Anxiety and Time — Adam Roberts, author of By Light Alone, on science fiction at The Browser:
The common belief that SF is in some sense “about” the future isn’t wholly wrongheaded. One feature of 19th and 20th century science fiction is that it is fascinated with time in a deep way. Time only opens up, as a wholly new dimension to be imaginatively explored, at the very end of the 18th century. It’s a puzzle, actually, why this should be. [The critic] Darko Suvin thinks it has something to do with the French Revolution. But before about 1800 people almost never wrote stories set in the future, and then after 1800 lots of people did just that. SF as a mode of projecting oneself into the to-come connects powerfully with human concerns in the way that specific prophesy – pedantic, fiddly, bound to be wrong – doesn’t.

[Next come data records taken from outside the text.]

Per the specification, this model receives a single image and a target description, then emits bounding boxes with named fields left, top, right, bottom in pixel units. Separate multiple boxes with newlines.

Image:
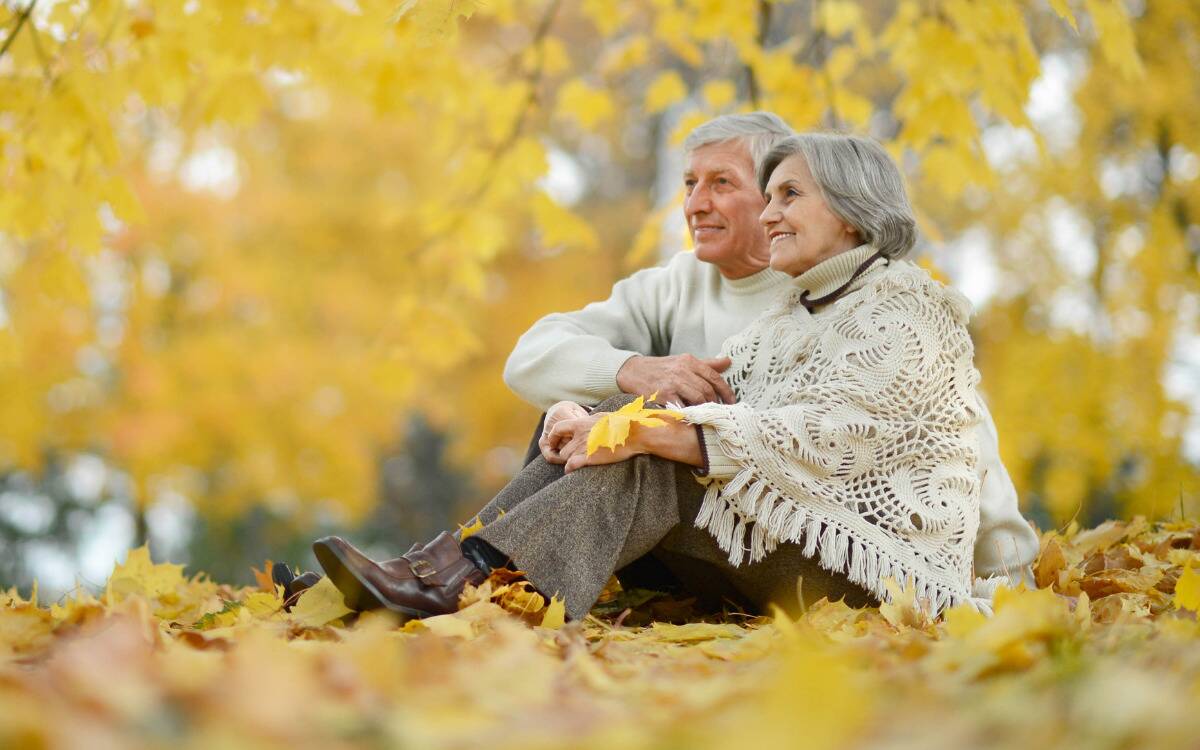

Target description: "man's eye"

left=717, top=178, right=730, bottom=185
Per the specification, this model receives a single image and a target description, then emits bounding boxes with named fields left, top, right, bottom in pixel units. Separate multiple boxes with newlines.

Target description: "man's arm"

left=503, top=265, right=666, bottom=410
left=504, top=253, right=734, bottom=410
left=974, top=398, right=1040, bottom=588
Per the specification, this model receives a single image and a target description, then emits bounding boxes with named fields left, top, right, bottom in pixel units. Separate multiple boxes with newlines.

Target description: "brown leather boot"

left=312, top=532, right=487, bottom=618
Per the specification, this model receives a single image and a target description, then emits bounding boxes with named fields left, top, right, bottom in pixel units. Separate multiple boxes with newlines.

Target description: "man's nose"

left=685, top=185, right=712, bottom=217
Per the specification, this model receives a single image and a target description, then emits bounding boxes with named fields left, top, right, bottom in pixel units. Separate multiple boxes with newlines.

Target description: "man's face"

left=683, top=140, right=771, bottom=279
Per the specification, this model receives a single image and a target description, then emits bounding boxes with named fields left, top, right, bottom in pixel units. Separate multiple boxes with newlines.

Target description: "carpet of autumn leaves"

left=5, top=518, right=1200, bottom=749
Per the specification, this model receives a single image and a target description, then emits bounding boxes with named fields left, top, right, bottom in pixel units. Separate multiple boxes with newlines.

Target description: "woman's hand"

left=555, top=416, right=705, bottom=474
left=539, top=401, right=591, bottom=463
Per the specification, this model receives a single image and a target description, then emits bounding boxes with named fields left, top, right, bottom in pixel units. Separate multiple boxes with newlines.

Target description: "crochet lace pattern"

left=683, top=260, right=985, bottom=615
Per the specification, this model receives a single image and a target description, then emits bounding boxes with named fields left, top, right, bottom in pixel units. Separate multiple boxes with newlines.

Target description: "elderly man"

left=503, top=112, right=1039, bottom=598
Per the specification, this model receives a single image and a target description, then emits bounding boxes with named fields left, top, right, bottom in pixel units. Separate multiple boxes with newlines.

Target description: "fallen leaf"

left=288, top=577, right=353, bottom=628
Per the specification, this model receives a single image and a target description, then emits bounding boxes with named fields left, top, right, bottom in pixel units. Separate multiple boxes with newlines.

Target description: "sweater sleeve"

left=696, top=425, right=745, bottom=479
left=502, top=256, right=684, bottom=410
left=972, top=398, right=1039, bottom=588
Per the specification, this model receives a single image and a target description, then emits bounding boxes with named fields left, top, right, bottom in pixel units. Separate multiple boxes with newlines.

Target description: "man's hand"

left=616, top=354, right=735, bottom=405
left=539, top=401, right=591, bottom=463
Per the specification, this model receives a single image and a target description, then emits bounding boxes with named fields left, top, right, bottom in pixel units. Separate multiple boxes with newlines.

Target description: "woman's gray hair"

left=757, top=133, right=917, bottom=259
left=683, top=112, right=795, bottom=168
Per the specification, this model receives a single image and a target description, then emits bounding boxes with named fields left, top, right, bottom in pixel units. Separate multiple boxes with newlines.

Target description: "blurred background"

left=0, top=0, right=1197, bottom=598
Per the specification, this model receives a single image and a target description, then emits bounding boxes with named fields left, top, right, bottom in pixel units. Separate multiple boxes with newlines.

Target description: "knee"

left=593, top=393, right=640, bottom=412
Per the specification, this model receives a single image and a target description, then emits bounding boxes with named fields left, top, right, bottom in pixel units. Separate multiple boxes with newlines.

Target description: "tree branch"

left=0, top=0, right=38, bottom=63
left=744, top=0, right=772, bottom=108
left=814, top=0, right=843, bottom=130
left=464, top=0, right=562, bottom=205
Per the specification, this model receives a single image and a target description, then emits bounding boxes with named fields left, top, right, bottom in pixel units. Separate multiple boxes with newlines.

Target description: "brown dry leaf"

left=1090, top=593, right=1154, bottom=624
left=1078, top=567, right=1164, bottom=599
left=250, top=559, right=276, bottom=593
left=1035, top=535, right=1070, bottom=588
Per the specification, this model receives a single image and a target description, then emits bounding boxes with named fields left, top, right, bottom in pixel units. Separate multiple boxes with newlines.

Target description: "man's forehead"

left=684, top=140, right=754, bottom=176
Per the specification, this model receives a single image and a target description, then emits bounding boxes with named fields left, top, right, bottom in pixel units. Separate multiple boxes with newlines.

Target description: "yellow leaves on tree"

left=555, top=80, right=616, bottom=130
left=0, top=0, right=1189, bottom=530
left=586, top=393, right=683, bottom=456
left=644, top=70, right=688, bottom=114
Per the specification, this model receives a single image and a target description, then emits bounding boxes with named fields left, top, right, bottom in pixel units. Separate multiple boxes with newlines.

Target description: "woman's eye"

left=786, top=188, right=800, bottom=198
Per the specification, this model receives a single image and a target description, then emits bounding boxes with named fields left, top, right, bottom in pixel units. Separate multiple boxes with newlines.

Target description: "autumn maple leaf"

left=586, top=392, right=684, bottom=456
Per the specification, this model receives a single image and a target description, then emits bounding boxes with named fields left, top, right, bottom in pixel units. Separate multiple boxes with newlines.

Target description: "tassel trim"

left=693, top=476, right=983, bottom=617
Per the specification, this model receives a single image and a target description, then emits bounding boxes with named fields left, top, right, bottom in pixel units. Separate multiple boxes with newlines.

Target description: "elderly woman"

left=311, top=133, right=986, bottom=620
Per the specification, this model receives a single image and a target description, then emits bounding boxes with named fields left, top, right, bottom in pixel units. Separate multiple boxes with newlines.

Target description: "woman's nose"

left=759, top=200, right=777, bottom=226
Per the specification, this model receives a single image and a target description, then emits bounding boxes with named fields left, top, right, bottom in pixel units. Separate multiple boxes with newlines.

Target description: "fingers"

left=694, top=363, right=736, bottom=404
left=564, top=452, right=587, bottom=474
left=539, top=437, right=566, bottom=464
left=678, top=369, right=727, bottom=406
left=703, top=356, right=733, bottom=372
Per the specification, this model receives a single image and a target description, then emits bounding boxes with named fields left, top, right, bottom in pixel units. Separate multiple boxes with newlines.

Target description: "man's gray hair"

left=683, top=112, right=795, bottom=167
left=757, top=133, right=917, bottom=259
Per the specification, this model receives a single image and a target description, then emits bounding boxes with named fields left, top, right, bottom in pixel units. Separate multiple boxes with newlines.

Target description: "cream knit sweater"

left=504, top=249, right=1038, bottom=596
left=504, top=250, right=791, bottom=408
left=684, top=244, right=991, bottom=614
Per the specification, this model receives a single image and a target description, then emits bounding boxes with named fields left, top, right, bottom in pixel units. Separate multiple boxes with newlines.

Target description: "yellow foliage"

left=644, top=70, right=689, bottom=114
left=287, top=577, right=353, bottom=628
left=458, top=515, right=484, bottom=540
left=586, top=393, right=684, bottom=456
left=1174, top=565, right=1200, bottom=612
left=700, top=79, right=736, bottom=110
left=0, top=0, right=1191, bottom=532
left=556, top=79, right=616, bottom=130
left=5, top=519, right=1200, bottom=745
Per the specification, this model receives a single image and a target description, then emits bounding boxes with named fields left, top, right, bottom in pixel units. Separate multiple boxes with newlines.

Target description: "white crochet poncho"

left=682, top=245, right=984, bottom=615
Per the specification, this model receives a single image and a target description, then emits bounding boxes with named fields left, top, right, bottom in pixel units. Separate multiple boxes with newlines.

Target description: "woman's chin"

left=768, top=252, right=801, bottom=276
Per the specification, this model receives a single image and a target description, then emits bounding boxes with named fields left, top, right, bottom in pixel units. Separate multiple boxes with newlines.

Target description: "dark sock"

left=460, top=536, right=512, bottom=575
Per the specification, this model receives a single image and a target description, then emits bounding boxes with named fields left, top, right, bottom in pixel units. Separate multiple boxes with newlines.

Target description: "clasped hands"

left=538, top=401, right=641, bottom=473
left=539, top=354, right=728, bottom=473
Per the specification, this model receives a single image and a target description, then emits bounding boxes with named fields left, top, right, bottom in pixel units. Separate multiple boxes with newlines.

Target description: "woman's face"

left=759, top=154, right=861, bottom=276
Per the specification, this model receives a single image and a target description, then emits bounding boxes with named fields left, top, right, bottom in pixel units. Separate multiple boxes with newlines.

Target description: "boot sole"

left=312, top=539, right=435, bottom=620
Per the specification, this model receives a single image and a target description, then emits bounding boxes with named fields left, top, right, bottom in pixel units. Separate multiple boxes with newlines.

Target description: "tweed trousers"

left=474, top=396, right=876, bottom=621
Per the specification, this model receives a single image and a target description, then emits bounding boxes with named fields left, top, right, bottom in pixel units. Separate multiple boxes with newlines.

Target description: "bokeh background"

left=1, top=0, right=1197, bottom=597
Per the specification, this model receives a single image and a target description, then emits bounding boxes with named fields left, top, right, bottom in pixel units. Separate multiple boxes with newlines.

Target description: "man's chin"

left=692, top=243, right=727, bottom=263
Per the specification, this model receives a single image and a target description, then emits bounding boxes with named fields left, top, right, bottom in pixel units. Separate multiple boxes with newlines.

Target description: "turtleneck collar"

left=793, top=243, right=887, bottom=310
left=722, top=264, right=791, bottom=295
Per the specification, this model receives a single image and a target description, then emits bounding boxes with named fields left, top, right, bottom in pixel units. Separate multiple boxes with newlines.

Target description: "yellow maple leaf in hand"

left=586, top=392, right=684, bottom=456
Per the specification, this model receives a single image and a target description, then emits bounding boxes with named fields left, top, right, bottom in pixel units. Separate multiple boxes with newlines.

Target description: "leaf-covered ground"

left=4, top=518, right=1200, bottom=749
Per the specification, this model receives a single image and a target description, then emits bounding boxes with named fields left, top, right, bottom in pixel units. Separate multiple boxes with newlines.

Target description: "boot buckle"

left=410, top=559, right=436, bottom=579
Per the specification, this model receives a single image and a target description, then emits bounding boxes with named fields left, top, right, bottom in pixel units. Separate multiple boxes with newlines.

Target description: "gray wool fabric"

left=474, top=395, right=875, bottom=621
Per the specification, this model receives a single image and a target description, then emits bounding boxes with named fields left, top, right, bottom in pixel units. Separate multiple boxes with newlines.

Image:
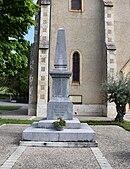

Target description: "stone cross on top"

left=47, top=28, right=73, bottom=120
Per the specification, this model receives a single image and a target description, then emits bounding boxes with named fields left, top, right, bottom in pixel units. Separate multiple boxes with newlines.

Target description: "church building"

left=28, top=0, right=130, bottom=117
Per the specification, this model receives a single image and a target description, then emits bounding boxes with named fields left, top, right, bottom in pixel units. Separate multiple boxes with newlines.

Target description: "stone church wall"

left=28, top=0, right=130, bottom=117
left=113, top=0, right=130, bottom=72
left=49, top=0, right=107, bottom=116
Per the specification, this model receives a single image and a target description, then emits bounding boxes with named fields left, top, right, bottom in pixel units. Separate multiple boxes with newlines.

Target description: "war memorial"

left=21, top=28, right=97, bottom=147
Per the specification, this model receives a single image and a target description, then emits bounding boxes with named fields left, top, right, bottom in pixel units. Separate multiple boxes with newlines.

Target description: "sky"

left=25, top=26, right=34, bottom=44
left=24, top=0, right=37, bottom=43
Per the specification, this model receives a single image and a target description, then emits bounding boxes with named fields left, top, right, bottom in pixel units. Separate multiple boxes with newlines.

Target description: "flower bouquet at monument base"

left=53, top=117, right=66, bottom=131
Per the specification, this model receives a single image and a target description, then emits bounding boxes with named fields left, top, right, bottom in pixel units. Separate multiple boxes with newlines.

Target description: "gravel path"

left=12, top=147, right=100, bottom=169
left=0, top=124, right=27, bottom=166
left=0, top=101, right=30, bottom=120
left=0, top=124, right=130, bottom=169
left=92, top=125, right=130, bottom=169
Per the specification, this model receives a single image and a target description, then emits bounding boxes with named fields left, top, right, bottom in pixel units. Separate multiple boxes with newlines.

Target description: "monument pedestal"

left=21, top=120, right=97, bottom=147
left=21, top=118, right=97, bottom=147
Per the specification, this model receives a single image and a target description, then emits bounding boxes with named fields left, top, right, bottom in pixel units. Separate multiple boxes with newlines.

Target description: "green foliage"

left=0, top=43, right=30, bottom=102
left=0, top=0, right=39, bottom=76
left=53, top=118, right=66, bottom=128
left=0, top=0, right=39, bottom=101
left=0, top=94, right=10, bottom=99
left=0, top=118, right=38, bottom=124
left=120, top=122, right=130, bottom=131
left=0, top=0, right=38, bottom=36
left=81, top=120, right=119, bottom=125
left=102, top=72, right=130, bottom=122
left=102, top=73, right=130, bottom=105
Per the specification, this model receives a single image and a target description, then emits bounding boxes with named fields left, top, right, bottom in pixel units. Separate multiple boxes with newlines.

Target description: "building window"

left=71, top=0, right=82, bottom=10
left=72, top=52, right=80, bottom=83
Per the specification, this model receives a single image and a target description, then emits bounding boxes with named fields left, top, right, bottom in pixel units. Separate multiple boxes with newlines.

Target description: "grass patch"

left=81, top=120, right=130, bottom=131
left=119, top=122, right=130, bottom=131
left=0, top=119, right=129, bottom=131
left=0, top=106, right=21, bottom=111
left=0, top=118, right=38, bottom=124
left=81, top=120, right=119, bottom=125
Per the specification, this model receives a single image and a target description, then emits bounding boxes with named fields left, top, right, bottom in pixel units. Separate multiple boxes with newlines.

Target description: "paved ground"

left=0, top=101, right=31, bottom=120
left=0, top=101, right=130, bottom=169
left=0, top=124, right=27, bottom=167
left=92, top=126, right=130, bottom=169
left=0, top=124, right=130, bottom=169
left=13, top=147, right=100, bottom=169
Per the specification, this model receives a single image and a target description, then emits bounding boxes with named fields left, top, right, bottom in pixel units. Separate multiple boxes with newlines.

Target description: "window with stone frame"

left=72, top=51, right=80, bottom=83
left=71, top=0, right=82, bottom=10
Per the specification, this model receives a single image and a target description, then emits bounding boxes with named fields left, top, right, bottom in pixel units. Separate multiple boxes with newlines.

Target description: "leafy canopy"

left=0, top=0, right=39, bottom=76
left=102, top=73, right=130, bottom=105
left=0, top=42, right=31, bottom=102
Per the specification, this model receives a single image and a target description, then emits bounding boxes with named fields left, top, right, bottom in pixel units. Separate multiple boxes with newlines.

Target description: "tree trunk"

left=115, top=103, right=126, bottom=122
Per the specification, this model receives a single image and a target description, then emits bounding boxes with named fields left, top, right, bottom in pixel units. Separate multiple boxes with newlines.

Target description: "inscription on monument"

left=53, top=105, right=67, bottom=117
left=55, top=112, right=65, bottom=118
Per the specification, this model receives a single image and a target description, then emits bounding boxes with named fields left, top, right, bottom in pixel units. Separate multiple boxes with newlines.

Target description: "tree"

left=0, top=42, right=31, bottom=102
left=102, top=73, right=130, bottom=122
left=0, top=0, right=39, bottom=77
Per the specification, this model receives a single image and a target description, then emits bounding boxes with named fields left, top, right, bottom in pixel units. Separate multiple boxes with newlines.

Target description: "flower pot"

left=55, top=126, right=64, bottom=131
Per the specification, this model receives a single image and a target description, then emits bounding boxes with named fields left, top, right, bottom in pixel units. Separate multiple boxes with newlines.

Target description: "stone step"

left=22, top=123, right=96, bottom=143
left=20, top=141, right=98, bottom=148
left=37, top=118, right=81, bottom=129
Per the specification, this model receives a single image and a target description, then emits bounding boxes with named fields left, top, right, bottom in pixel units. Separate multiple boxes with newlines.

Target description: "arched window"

left=72, top=52, right=80, bottom=83
left=71, top=0, right=82, bottom=10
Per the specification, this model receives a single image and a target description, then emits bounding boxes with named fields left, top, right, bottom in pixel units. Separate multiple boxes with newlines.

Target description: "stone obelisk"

left=47, top=28, right=73, bottom=120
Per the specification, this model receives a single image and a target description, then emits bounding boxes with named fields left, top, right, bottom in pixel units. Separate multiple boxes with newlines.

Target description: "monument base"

left=47, top=98, right=73, bottom=120
left=38, top=118, right=81, bottom=129
left=22, top=121, right=97, bottom=147
left=20, top=141, right=97, bottom=148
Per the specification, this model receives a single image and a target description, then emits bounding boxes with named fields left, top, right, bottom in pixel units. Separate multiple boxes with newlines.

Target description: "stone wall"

left=36, top=1, right=50, bottom=116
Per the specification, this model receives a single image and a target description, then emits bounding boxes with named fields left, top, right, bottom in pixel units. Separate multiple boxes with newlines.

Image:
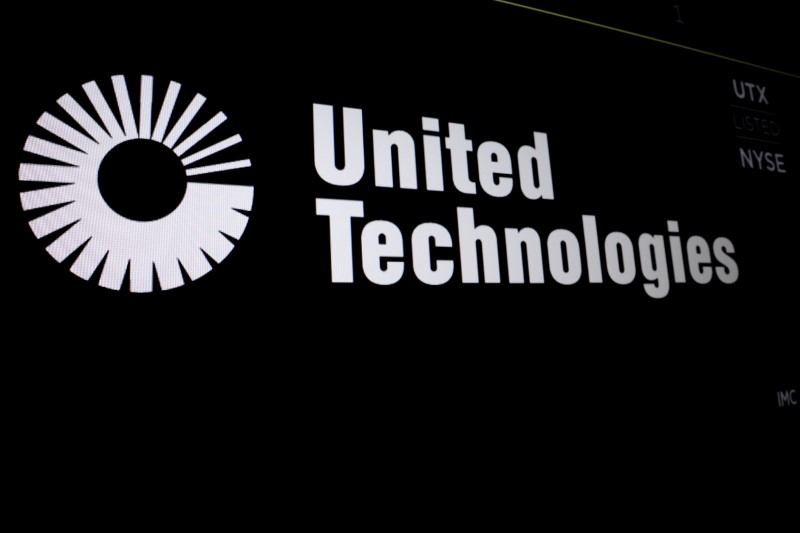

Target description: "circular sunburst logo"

left=19, top=74, right=254, bottom=292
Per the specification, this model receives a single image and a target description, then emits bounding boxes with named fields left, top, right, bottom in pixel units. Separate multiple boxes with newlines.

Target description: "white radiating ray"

left=173, top=112, right=226, bottom=156
left=154, top=257, right=183, bottom=291
left=70, top=240, right=107, bottom=281
left=99, top=253, right=128, bottom=291
left=112, top=75, right=138, bottom=138
left=83, top=81, right=125, bottom=139
left=37, top=113, right=95, bottom=153
left=139, top=75, right=153, bottom=139
left=175, top=248, right=212, bottom=287
left=28, top=203, right=79, bottom=239
left=163, top=94, right=206, bottom=148
left=200, top=232, right=235, bottom=264
left=152, top=81, right=181, bottom=143
left=188, top=183, right=254, bottom=239
left=129, top=256, right=154, bottom=293
left=20, top=184, right=75, bottom=211
left=19, top=163, right=80, bottom=183
left=57, top=94, right=111, bottom=144
left=182, top=134, right=242, bottom=166
left=46, top=220, right=90, bottom=262
left=24, top=136, right=86, bottom=166
left=186, top=159, right=252, bottom=177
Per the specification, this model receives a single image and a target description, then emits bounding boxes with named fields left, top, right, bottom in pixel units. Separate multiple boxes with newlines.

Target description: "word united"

left=313, top=104, right=738, bottom=298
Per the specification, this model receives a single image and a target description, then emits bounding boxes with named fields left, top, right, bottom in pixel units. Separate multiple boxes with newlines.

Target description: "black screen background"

left=3, top=1, right=797, bottom=500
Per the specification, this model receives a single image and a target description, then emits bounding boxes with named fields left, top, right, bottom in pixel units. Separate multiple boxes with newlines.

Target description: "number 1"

left=673, top=5, right=684, bottom=24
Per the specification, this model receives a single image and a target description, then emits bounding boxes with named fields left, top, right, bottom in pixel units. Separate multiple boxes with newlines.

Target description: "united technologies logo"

left=19, top=74, right=254, bottom=292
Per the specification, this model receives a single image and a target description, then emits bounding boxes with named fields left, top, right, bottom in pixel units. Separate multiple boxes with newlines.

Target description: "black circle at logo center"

left=98, top=139, right=188, bottom=222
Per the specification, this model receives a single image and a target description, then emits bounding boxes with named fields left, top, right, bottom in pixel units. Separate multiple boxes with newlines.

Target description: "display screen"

left=6, top=2, right=797, bottom=437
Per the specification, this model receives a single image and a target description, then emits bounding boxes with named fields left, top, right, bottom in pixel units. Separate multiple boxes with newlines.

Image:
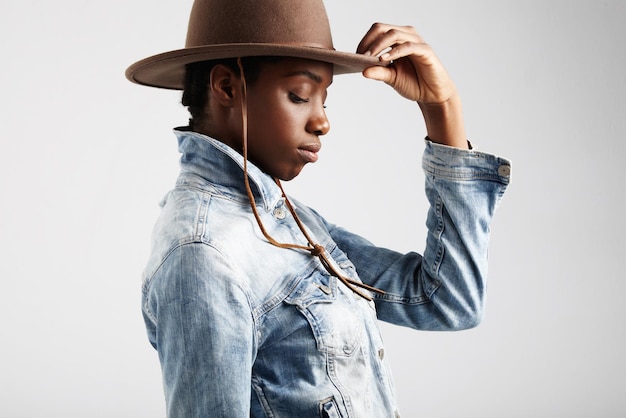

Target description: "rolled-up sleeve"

left=327, top=140, right=511, bottom=331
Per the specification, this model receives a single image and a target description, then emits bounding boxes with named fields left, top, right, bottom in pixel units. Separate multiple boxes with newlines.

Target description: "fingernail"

left=380, top=53, right=390, bottom=61
left=364, top=50, right=372, bottom=56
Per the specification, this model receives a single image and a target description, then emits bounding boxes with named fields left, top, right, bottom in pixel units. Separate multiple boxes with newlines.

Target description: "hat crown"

left=125, top=0, right=383, bottom=89
left=185, top=0, right=334, bottom=50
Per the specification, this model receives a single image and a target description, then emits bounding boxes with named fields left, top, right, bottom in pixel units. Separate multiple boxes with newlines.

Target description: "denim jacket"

left=142, top=130, right=511, bottom=417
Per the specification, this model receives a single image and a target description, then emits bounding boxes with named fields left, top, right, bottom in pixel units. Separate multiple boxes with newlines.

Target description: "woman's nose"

left=307, top=107, right=330, bottom=136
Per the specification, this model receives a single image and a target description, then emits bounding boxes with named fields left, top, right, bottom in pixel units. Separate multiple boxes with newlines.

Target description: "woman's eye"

left=289, top=92, right=309, bottom=104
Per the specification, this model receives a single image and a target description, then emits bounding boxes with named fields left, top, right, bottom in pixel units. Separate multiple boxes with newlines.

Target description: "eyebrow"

left=285, top=70, right=324, bottom=84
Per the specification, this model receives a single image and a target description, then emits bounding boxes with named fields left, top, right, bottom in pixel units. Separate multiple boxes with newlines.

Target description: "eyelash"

left=289, top=92, right=309, bottom=104
left=289, top=92, right=327, bottom=108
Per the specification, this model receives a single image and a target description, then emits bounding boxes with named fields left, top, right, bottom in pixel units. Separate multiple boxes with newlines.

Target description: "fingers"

left=357, top=22, right=456, bottom=105
left=356, top=23, right=424, bottom=59
left=362, top=65, right=394, bottom=83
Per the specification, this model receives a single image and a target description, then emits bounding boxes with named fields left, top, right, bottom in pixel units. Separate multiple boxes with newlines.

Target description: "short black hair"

left=181, top=57, right=284, bottom=130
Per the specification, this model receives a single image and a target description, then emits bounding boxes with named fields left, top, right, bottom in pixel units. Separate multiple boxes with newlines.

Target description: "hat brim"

left=125, top=44, right=385, bottom=90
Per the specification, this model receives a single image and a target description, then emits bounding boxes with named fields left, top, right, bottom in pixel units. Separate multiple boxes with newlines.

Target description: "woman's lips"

left=298, top=143, right=321, bottom=163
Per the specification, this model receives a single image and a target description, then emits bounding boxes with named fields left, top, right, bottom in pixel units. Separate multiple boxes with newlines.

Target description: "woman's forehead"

left=258, top=57, right=333, bottom=85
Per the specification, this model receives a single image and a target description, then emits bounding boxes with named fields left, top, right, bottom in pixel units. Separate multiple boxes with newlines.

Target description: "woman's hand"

left=357, top=23, right=468, bottom=148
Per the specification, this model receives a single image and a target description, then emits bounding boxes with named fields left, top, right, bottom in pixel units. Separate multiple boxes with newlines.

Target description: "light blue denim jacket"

left=142, top=129, right=511, bottom=417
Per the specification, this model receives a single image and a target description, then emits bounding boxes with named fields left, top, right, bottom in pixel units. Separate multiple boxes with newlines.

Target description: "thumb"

left=362, top=66, right=395, bottom=84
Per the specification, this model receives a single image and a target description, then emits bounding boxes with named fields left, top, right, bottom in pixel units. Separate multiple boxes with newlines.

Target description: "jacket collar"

left=174, top=128, right=284, bottom=211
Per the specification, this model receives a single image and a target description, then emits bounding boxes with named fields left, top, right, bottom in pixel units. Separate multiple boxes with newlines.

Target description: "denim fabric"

left=142, top=129, right=511, bottom=417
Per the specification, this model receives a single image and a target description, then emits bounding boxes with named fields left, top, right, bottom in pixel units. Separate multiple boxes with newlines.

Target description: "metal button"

left=273, top=207, right=286, bottom=219
left=316, top=283, right=332, bottom=295
left=498, top=165, right=511, bottom=177
left=378, top=348, right=385, bottom=360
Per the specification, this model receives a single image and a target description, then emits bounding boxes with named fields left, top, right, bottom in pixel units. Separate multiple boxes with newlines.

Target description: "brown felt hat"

left=125, top=0, right=384, bottom=90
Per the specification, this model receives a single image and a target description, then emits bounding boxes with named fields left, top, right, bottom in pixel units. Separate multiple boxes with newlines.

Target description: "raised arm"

left=357, top=23, right=468, bottom=149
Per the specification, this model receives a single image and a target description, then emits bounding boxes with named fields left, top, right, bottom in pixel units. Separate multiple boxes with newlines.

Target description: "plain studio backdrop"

left=2, top=0, right=625, bottom=417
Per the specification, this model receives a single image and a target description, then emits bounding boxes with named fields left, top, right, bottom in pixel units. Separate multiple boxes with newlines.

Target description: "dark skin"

left=196, top=23, right=468, bottom=181
left=358, top=23, right=468, bottom=149
left=196, top=58, right=332, bottom=181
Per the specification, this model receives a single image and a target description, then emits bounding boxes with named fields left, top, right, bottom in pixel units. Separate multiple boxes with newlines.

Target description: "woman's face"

left=244, top=58, right=333, bottom=180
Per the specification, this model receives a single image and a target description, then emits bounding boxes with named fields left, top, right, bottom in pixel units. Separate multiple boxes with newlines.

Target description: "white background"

Writing Machines — Tom McCarthy on technology in The Guardian:
I must belong to the only generation of writers who’ve written with all three of inkpen, typewriter and computer. It definitely matters: the technology colours not only the rhythm but the whole logic of what you write. Think of Kafka’s obsession with writing machines: the harrow that inscribes the law onto the skin in In the Penal Colony or the mysterious writing desk in Amerika: writing technologies themselves are imbued with terrifying and sacred dimensions, and become the subject, not just the medium, of the story. I used to have a beautiful old German typewriter, that you had to throw your fingers at and the keys would smash into the roller. It felt like a machine-gun or something.
And finally…
Brian Appleyard on Andy Warhol for Intelligent Life magazine:
Warhol now endorses a way of life. One simple technology—silk-screen printing—dominated his career. But it was enough to show today’s technology-laden, hyper-connected youth that they could do it too. With the instant publication of digital pictures and videos, anybody can become a cyber-Warhol, swimming in the great ocean that pop imagery has become. Apple’s Photo Booth software reduces the whole thing to a single click—just by selecting “pop art” under “effects” you can change your face into a very credible Warhol multiple self-portrait. Andy, in death, is a generation’s mentor.